Nothing else in the Dominion extended cut is as worthwhile as that opening, but there are other fun additions, particularly in the section establishing the off-the-grid life of Owen Grady (Chris Pratt), Claire Dearing (Bryce Dallas Howard), and Maisie Lockwood (Isabella Sermon). The new cut prolongs the Western vibes of an early scene where Grady lassos and captures a Parasaurolophus with a follow-up where Grady is held up at gunpoint by poachers (or rustlers, really), who take the dino away from him.
These are the same people who eventually kidnap Maisie, which explains a strange moment in the theatrical cut where Grady notes after the kidnapping that he’s “seen them around” previously, which makes him seem weirdly ineffectual. (“Oh yeah, some shady guys have been lurking around my remote cabin and my secret hidden clone daughter, so I made a mental note of it.”) There’s also a scene where Grady’s beloved raptor Blue kills a hunter, which does more to leaven the sentimentality around the creature; in the theatrical cut, Blue seemingly avoids killing anyone simply by chance. The extended version also features a brief, inessential but welcome fight between two diminutive dinos in the Malta black market.
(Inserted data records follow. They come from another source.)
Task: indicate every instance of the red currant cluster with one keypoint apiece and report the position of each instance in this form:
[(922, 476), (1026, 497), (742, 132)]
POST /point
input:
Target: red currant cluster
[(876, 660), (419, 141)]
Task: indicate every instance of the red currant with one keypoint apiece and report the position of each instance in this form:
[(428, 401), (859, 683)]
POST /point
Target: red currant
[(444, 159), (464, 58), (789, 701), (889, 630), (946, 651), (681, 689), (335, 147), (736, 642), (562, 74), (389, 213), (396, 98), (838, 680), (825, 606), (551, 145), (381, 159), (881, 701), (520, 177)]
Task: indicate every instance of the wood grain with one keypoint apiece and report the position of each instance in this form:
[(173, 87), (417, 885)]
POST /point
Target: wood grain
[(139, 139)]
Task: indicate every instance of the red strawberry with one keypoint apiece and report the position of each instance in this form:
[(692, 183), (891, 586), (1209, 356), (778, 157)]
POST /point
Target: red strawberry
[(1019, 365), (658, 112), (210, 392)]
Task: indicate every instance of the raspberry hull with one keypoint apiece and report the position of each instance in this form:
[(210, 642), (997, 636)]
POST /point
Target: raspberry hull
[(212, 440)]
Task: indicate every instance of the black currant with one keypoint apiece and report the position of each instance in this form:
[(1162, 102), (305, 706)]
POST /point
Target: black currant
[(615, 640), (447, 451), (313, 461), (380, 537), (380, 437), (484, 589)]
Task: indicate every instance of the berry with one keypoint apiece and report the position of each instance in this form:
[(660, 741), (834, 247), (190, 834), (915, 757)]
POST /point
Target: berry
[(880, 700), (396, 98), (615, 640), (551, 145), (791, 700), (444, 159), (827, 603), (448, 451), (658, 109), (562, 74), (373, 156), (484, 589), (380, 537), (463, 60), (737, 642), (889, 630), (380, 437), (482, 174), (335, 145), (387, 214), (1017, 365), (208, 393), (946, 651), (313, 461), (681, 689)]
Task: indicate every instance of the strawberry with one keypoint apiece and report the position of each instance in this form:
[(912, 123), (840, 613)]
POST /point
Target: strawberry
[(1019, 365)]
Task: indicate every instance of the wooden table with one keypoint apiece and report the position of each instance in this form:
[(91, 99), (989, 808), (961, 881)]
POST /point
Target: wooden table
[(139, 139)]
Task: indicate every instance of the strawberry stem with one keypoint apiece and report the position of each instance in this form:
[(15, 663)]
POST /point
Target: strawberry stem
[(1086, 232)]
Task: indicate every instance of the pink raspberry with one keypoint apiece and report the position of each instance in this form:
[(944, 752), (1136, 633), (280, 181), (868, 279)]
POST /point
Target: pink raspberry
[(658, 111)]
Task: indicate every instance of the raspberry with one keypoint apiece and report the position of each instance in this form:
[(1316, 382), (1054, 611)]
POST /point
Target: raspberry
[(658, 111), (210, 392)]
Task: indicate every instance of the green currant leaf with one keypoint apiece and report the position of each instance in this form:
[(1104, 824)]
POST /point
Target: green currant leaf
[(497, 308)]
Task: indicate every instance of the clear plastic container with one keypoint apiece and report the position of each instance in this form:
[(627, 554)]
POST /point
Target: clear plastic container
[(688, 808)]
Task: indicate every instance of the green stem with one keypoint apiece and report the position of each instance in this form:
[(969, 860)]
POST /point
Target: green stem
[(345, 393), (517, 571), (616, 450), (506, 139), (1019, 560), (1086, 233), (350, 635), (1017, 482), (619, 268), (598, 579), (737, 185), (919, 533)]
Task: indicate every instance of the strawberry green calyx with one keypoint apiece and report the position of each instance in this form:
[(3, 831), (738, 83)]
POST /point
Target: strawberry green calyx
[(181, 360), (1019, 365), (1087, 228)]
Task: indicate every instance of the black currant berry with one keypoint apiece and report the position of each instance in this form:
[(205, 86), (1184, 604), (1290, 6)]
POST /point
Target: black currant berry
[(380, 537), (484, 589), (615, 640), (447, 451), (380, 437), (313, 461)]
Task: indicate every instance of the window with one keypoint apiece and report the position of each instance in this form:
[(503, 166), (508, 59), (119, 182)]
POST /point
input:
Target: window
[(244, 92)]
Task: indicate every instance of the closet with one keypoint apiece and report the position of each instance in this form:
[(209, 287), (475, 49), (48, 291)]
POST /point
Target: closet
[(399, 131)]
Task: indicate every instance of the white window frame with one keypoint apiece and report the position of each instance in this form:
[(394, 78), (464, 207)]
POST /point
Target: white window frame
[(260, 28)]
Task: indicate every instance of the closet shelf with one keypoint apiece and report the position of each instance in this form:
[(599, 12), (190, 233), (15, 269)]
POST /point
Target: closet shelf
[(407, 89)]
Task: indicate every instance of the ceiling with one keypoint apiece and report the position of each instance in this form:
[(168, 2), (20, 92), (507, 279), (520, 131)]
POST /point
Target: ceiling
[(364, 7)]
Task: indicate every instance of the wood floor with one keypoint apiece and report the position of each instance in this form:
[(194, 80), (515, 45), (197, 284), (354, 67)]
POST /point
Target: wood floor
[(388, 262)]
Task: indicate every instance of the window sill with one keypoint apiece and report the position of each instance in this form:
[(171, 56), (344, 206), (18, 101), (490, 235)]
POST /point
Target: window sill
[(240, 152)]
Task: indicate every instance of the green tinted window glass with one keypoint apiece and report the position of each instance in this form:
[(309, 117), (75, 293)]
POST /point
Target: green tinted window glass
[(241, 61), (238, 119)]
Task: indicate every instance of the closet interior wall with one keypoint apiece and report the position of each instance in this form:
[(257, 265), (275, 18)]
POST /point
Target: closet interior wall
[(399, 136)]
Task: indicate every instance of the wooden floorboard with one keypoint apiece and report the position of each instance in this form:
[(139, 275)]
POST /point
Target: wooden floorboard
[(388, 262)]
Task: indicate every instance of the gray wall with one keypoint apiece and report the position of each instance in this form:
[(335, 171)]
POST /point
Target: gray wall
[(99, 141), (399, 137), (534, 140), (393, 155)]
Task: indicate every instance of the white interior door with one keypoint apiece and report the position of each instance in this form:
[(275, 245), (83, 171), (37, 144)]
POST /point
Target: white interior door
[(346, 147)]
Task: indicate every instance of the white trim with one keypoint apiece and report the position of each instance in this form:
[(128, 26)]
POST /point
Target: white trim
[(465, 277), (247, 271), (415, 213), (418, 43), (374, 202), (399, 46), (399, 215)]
The more human-centric new material is trickier to spot. Much of it extends existing scenes. For example, Ellie Sattler (Dern) and Alan Grant (Neill) share a longer conversation during their initial reunion. This is preceded by a moment where two younger women on Grant’s dig refer to uncovering dinosaur bones as “random” while playing on their smartphones, another of this trilogy’s nod to indifference in the face of natural wonders. Later on, Grant gets a moment where he gently convinces a hesitant, fearful Maisie to accompany him and Sattler into the tunnels beneath the HQ of the adversarial company Biosyn.
The exchange between Grant and Maisie is one of just a handful restored to the back half of the film. The other notable extension is a lengthier version of a fraught conversation between main bad guy Lewis Dodgson (Campbell Scott) and his disillusioned right-hand man Ramsay Cole (Mamoudou Athie). These dialogue scenes were probably cut and shortened for the sake of pacing, and it’s telling that the last hour of Dominion feels slack with or without them. The movie is caught between the heedless momentum of the typical blockbuster (which Grant’s encouragement to Maisie unintentionally mimics: “Moving forward is better than staying still,” he advises) and the desire to give eight or nine major characters their due. Neither the human lines or the dinosaur action can be cut down enough to give this movie substantial breathing room. Even in the longer cut, the filmmakers are forced to rely on listless quips and filler lines, like Ian Malcolm (Goldblum) describing one bit of giant-locust mayhem as “bananas.”
Really, the film and its action aren’t bananas enough. This is the first Jurassic movie to get any kind of substantially longer cut. The network TV version of The Lost World restored some deleted scenes, but cut other material to fit into a network time slot. And even a version of Jurassic World Dominion that approaches the three-hour mark isn’t a work of glorious, visionary excess.
It’s more a post-release souvenir of a certain type of contemporary blockbuster filmmaking, where genuine affection for the material, self-consciousness about pleasing the hardcore fans, and ever-present concerns about the bottom line converge into something equally appealing and cumbersome. Jurassic Park is a sleekly engineered thrill ride, and its trilogy of rebooted sequels are an overpopulated theme park. The Dominion extended edition ultimately feels like a protracted exit through the gift shop.